Thursday, September 01, 2005

The Music of Bollywood


I was in Singapore's largest HMV store the other day, and since I had more than my usual time to spare, I ventured up to the third level which houses the Classical/Jazz/World music collections. My intent was to look for the Kronos Quartet's new album titled 'You've Stolen My Heart- Songs from RD Burman's Bollywood', which they have recorded with Asha Bhosle. Long time collaborator and tabla maestro, Zakir Hussain also makes an appearance on this CD. I was rather keen to give the string quartet's rendition of RD's tunes a listen. However, the CD was unavailable and and I was left with no other choice but to browse through their collection on world music (which is rather good actually). I came across an interesting 3 CD set called the 'Music of Bollywood' - a collection meant, no doubt, to showcase the quintessential film-pop music from Bollywood's movie assembly line. The track listing is available here.
I must say I was very disappointed with the collection. The album is extremely partial to the 70s and to Kishore Kumar(Personally, I have no problems with it being Kishore heavy, but ideally one is looking for a representative sample). What are songs like 'Pyar do pyar lo', 'Pyar mein dil pe' and 'Aila re' doing on CD1? (or for that matter on any CD). 'Jahan teri yeh nazar hai' (Kaalia) and 'Humma'(Bombay) are the only redeeming moments from an otherwise pathetic collection on CD1. CD2's tracklisting reads more like a Kishore Kumar retrospective. 'Jaanejaan', 'Pal pal dil ke paas', 'Dil aaj shayar hai' and 'Tera mujhse hai pahale' are all worthy inclusions. CD3 again meanders into mediocrity. Jagjit Singh's 'Hothon se chulo tum', Mohd. Rafi's 'Mera man tera pyasa' (Gambler) and Chitra's 'Kahna hi kya'(Bombay) are the saving graces of this deplorable collection. One could have altleast hoped for some more thought on the songs of this generation. No modern hits here with the exception on 'Tu mere samne (Darr) and 'Bahon ke darmiyan' (Khamoshi).
A Bollywood collection with just 2 Rafi songs, no Manna Dey, Mukesh or Hemant Kumar! A listener new to the world of Hindi film music is not going to like this compilation, I'm afraid. The makers seemed to have played a game of random selection to come up with this collection.
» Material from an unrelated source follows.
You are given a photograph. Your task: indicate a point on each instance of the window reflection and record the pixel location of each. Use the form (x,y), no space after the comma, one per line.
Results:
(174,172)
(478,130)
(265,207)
And that's all this is, a haphazard, choppy and in the end a below-par attempt to showcase Bollywood music, which will disappoint classes and the masses equally.

1/5

Cheers!
Abhishek.

2 comments:

Cogito said...

Sheer disappointment.

Probably "Universal" tried to push songs for which it already held the copyrights or whoever compiled the album knows very little about hindi music .

Abhishek Chatterjee said...

When I saw the cover I thought it would be a collection of colourful contemporary songs, in keeping with the West's current infatuation with Bollywood. Boy was I wrong! No attempt to segregate it w.r.t eras as well.